其实,傻柱偷公家饭菜,这事儿很多人都知道。
但毕竟,以前都不伤和气,没闹到台面上。
但是今天傻柱算是触到杨卫民的霉头了。
所以杨卫民也不讲什么客气和同住一个院子的情分,直接把傻柱每天提溜一网兜,网兜里装一饭盒,饭盒里全都是从轧钢厂食堂带回来的新鲜菜这事儿,告诉了耿忠平。
“傻柱这人吧,几乎每天都从轧钢厂带菜回来。”
“他说那是剩菜,其实那是剩菜吗?”
“半只新鲜的鸡,他说提就提回来了。我还就不信了,半只鸡也能是剩菜?就算是不新鲜的,也不是傻柱说带走就带走,那毕竟是公家的饭菜!”
杨卫民说到这儿,傻柱已经是脸色涨红,额头冒汗了。
易中海赶紧给傻柱打掩护:“杨卫民你说的这些都是你空口白牙,你有证据吗?”
杨卫民呵呵一笑:
“怎么没证据?一大爷,这事儿想找证据,容易得很。”
“耿队长,您辛苦走一趟,找一轧钢厂厨房学徒的,那人叫马华。另外,还有个叫刘岚的。”
“这两位只需一问,立马就能清楚。我相信,他们不会选择当傻柱的从犯,跟着坐牢。”
马华是傻柱的忠实徒弟,但徒弟未必肯为了傻柱坐牢。至于刘岚,那就更不可能帮傻柱。
杨卫民点出这两个人,一抓肯定一个准。
他们肯定清楚傻柱偷饭菜的事。
耿忠平点了点头:“成,这事儿我派个人去搜集一下证据。”
这下傻柱和易中海脸色都变了!
捅破天了这!
“杨卫民,你这安的什么心呐?我是个厨子,我带点儿剩菜剩饭回来怎么了?”傻柱说。
“杨卫民,你这过火了吧?你这是在害人!”易中海说。
杨卫民此时神色冷冽起来。
他看着傻柱和易中海,
目光微有几分不屑,更多的,还是对于他们俩的厌恶。
“傻柱,你说我安的什么心。我倒想问问你,你没事跑去问丁长贵、丁富贵,打听支边有多少钱,回来又在这说什么我投机倒把,你安的什么心?”
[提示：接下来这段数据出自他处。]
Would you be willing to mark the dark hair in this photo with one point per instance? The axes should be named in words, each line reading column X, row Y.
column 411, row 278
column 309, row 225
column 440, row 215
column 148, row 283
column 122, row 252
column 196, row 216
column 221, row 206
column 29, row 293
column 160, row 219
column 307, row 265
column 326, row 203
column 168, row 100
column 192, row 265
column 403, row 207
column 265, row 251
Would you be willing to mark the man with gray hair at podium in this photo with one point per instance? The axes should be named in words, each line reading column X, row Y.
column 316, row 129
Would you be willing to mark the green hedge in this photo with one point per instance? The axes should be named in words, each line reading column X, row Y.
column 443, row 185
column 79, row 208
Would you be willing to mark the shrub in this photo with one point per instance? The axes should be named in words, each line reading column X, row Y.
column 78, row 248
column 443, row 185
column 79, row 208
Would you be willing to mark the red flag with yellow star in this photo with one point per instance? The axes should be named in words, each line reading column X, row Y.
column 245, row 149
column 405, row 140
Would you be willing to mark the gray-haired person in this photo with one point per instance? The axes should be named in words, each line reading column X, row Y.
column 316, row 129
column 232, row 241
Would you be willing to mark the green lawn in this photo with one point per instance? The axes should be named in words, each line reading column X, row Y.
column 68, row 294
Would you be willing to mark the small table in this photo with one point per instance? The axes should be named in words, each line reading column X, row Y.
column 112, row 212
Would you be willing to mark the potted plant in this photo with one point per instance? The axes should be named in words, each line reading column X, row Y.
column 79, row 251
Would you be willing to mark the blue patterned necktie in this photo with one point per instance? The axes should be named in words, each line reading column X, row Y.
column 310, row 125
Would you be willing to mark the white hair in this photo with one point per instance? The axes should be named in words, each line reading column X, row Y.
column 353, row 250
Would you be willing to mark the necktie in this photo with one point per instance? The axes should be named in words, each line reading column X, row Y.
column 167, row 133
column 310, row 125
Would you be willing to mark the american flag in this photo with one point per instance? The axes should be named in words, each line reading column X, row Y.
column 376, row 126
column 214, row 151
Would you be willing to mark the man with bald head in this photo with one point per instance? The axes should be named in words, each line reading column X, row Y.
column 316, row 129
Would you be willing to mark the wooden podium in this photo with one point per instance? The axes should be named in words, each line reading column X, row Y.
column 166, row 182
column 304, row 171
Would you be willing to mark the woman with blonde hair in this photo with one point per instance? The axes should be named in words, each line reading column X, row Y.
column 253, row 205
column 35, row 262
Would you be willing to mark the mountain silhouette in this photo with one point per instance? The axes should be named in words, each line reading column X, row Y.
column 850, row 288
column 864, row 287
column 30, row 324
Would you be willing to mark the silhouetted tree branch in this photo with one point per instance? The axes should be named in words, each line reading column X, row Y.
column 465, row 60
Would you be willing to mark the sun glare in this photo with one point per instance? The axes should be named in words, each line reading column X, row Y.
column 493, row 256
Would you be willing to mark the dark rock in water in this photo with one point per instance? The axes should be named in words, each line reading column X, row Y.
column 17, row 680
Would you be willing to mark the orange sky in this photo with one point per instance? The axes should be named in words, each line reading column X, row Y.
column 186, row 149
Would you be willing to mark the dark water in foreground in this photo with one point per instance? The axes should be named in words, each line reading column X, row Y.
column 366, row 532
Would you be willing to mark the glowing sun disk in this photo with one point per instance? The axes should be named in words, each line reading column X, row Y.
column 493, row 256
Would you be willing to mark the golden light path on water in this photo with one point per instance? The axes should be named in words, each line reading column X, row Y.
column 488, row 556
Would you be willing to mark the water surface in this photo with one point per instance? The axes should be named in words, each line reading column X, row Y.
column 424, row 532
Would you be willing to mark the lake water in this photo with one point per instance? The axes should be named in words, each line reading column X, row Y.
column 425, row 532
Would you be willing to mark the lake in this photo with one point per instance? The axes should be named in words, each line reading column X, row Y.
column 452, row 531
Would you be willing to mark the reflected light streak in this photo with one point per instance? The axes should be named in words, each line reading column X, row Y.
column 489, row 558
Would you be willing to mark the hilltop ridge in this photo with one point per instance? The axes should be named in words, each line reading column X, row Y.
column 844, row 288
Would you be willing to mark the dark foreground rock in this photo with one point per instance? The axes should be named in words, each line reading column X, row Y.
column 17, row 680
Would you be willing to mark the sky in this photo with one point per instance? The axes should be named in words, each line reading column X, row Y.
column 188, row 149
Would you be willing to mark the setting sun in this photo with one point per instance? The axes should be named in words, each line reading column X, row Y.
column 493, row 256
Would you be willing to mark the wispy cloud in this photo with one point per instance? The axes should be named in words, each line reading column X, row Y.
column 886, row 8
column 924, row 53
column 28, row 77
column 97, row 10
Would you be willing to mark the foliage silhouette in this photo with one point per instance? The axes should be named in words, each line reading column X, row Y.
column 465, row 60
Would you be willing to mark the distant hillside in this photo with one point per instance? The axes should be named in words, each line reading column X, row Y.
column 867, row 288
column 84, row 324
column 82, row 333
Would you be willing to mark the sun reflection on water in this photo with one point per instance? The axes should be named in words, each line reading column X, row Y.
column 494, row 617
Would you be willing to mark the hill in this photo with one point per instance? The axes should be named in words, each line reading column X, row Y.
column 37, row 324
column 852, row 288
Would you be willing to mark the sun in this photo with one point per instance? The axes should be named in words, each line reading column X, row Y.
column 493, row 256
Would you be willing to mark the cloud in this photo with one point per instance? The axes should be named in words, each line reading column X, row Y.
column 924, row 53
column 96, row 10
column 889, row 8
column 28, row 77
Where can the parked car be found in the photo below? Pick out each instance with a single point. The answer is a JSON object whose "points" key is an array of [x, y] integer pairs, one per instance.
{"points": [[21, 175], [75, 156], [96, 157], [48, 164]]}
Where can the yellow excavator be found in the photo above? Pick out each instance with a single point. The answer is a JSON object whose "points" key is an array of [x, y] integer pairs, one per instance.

“易中海,你这个一大爷,简直连狗屎都不如!就知道包庇,包庇,傻柱刚才污蔑我的时候不见你做声,现在我揭发傻柱偷公家财产,你说我害人?”
“我是不是害人,你得问公家的人!”
“凭什么傻柱又是剪我家的电话线,又是嫉妒我家过得好污蔑我,他常年偷公家饭菜,你不知道?贾家人不知道?”
“你们就是在纵容他!你们包庇他!”
“我凭什么要纵容他、包庇他?”
一时之间,整个院子里,安静极了。
傻柱、易中海哑然。
如果说,他们刚才污蔑杨卫民的时候是快意,是舒坦了。
那么现在,他们只有后悔。
而一同后悔的,还有贾家人。
尤其是秦淮茹。
刚才贾家人没有阻止傻柱揭发杨卫民,甚至还觉得快意、舒坦。
现在,傻柱怕是要没法再给他们从食堂偷饭菜回来吃了。
这事儿既然摆到台面上了,那就没那么简单能够了结!
有些事,不上称也就四两。
上了称,比千斤还重!
耿忠平叫了两个手下到一边,交待他们一个去轧钢厂核实,另一个去找马华和刘岚审问。
这件事既然提起了,自然,是要弄个水落石出。
这年头的风气,讲究一个认真。
别说傻柱常年偷公家饭菜,
就算他只偷只鸡,街道也会追查到底!
而这时,郑娟也拿着证明回来了。
耿忠平接过证明看了几眼,而后,将证明展示给大家看。
“你们都看到了,上面确实是郑娟卖了房子和地皮换成了钱,有手印,可以作为证据。”
易中海忽然说道:“这可难说,耿队长,光凭这么一张纸,就能证明这事儿是真的吗?”
“就是,我觉得不可信。”傻柱也说。
耿忠平说:“这上面还留了一个电话,我看看,周秉义,吉春研究室……”
耿忠平念完周秉义的身份,众人都震惊了。
这可不是个小人物啊。
不过其实郑娟对周秉义也不熟悉,杨卫民倒跟周秉义比较熟。
这号码,也是杨卫民让周秉义留的。
杨卫民说:“耿队长,我家就有一台电话,你可以打过去问问周秉义。”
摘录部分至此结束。